Suppose I have five sets I'd like to cluster. I understand that the SimHashing technique described here:
https://moultano.wordpress.com/2010/01/21/simple-simhashing-3kbzhsxyg4467-6/
could yield three clusters ({A}
, {B,C,D}
and {E}
), for instance, if its results were:
A -> h01
B -> h02
C -> h02
D -> h02
E -> h03
Similarly, the MinHashing technique described in the Chapter 3 of the MMDS book:
http://infolab.stanford.edu/~ullman/mmds/ch3.pdf
could also yield the same three clusters if its results were:
A -> h01 - h02 - h03
B -> h04 - h05 - h06
|
C -> h04 - h07 - h08
|
D -> h09 - h10 - h08
E -> h11 - h12 - h13
(Each set corresponds to a MH signature composed of three "bands", and two sets are grouped if at least one of their signature bands is matching. More bands would mean more matching chances.)
However I have several questions related to these:
(1) Can SH be understood as a single band version of MH?
(2) Does MH necessarily imply the use of a data structure like Union-Find to build the clusters?
(3) Am I right in thinking that the clusters, in both techniques, are actually "pre-clusters", in the sense that they are just sets of "candidate pairs"?
(4) If (3) is true, does it imply that I still have to do an O(n^2)
search inside each "pre-cluster", to partition them further into "real" clusters? (which might be reasonable if I have a lot of small and fairly balanced pre-clusters, not so much otherwise)
SimHash and MinHash are both hashing algorithms that are able to map a set to a list of values which corresponds to the signature of the set.
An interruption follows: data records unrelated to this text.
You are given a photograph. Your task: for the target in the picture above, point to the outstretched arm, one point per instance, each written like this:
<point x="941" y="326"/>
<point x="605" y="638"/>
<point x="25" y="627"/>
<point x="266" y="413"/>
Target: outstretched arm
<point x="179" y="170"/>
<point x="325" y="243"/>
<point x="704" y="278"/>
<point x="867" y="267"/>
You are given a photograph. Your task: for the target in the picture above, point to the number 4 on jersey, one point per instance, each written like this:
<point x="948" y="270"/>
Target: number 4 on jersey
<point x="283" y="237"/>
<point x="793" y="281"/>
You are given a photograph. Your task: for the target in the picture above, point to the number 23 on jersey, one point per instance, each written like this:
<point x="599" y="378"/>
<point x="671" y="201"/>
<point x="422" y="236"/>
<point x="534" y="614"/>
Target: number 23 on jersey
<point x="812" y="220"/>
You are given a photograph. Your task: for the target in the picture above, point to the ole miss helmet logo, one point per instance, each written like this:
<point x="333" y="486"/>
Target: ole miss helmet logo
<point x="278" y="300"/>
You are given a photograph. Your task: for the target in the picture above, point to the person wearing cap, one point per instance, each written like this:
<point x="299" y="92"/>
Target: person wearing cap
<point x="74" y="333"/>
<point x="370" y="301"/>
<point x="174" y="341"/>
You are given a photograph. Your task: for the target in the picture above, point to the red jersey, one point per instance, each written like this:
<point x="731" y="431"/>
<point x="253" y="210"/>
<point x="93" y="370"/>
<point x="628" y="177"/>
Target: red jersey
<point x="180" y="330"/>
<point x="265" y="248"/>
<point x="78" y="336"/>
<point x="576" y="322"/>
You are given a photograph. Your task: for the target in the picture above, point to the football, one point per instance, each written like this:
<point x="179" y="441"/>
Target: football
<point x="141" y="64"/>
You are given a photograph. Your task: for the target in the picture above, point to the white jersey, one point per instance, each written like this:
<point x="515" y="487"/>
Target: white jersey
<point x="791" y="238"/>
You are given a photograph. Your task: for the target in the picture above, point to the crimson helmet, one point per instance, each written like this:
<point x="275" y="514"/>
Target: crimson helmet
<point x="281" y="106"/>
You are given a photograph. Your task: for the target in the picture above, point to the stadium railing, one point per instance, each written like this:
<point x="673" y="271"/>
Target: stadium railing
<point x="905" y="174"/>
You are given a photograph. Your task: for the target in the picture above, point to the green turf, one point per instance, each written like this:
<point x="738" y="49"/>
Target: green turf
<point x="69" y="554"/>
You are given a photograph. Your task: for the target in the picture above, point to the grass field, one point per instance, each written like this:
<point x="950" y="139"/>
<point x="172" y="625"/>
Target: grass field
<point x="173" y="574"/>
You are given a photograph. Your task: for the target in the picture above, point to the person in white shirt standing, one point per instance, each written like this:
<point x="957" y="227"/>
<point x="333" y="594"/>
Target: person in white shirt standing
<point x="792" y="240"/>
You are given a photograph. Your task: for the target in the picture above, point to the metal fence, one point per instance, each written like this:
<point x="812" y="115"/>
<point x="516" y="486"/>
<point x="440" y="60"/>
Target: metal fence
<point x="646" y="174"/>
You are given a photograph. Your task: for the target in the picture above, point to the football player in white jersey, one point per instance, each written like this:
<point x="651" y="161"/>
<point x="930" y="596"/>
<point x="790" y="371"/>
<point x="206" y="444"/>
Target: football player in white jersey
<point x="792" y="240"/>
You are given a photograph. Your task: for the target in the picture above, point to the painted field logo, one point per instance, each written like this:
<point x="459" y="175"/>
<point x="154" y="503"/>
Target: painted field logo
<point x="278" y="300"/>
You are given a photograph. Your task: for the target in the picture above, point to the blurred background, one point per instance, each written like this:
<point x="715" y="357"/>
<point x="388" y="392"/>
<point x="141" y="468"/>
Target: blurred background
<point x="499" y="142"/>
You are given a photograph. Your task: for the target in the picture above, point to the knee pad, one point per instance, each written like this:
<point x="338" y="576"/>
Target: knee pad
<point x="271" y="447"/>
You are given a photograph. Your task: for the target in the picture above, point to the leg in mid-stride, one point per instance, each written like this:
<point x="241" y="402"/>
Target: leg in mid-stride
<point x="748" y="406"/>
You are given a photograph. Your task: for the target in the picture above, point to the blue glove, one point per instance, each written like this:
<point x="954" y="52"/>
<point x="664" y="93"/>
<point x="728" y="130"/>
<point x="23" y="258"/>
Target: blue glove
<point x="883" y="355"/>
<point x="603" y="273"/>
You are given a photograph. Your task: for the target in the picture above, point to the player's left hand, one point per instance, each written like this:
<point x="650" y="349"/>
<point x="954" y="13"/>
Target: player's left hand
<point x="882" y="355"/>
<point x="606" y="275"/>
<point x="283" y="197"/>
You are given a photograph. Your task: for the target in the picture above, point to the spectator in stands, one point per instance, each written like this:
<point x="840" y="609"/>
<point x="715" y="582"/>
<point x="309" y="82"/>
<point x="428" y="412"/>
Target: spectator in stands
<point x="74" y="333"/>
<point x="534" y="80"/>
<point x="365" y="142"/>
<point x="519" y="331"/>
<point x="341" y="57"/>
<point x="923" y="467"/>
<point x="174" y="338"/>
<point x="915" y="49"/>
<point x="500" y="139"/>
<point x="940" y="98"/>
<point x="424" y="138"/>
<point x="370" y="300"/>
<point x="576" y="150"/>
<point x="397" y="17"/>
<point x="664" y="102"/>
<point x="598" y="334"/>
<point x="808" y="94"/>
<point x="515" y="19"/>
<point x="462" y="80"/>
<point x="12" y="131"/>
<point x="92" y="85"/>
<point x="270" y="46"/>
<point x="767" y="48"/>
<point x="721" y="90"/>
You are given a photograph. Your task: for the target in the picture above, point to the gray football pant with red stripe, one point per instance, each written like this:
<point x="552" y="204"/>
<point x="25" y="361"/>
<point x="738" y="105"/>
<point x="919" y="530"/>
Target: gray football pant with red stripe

In case of SimHash the list of values is just a list of bits (the values are either 0 or 1). In case of MinHash a value in the list represents the minimum hash value of all set elements relative to a given hash function which is typically a 32bit or 64bit value.
A major difference of both algorithms is the probability of hash collisions. In case of SimHash it is equal to the cosine similarity and in case of MinHash it is equal to the Jaccard similarity. Depending how you define the similarity between sets the one or the other algorithm could be more appropriate.
Regardless of the chosen hashing algorithm, the values of the calculated signature are equally partitioned over a certain number of bands. If the signatures of any two sets are identical within at least one band, the corresponding pair of sets is selected as candidate for similarity. (This means if n sets have the same signature within a band, there are O(n^2) candidate pairs just from this band.) Estimating the similarity of each candidate pair using the complete signature (including the values from other bands) and keeping only those pairs with an estimated similarity above a given threshold gives you all similar pairs of sets which finally define the final clustering.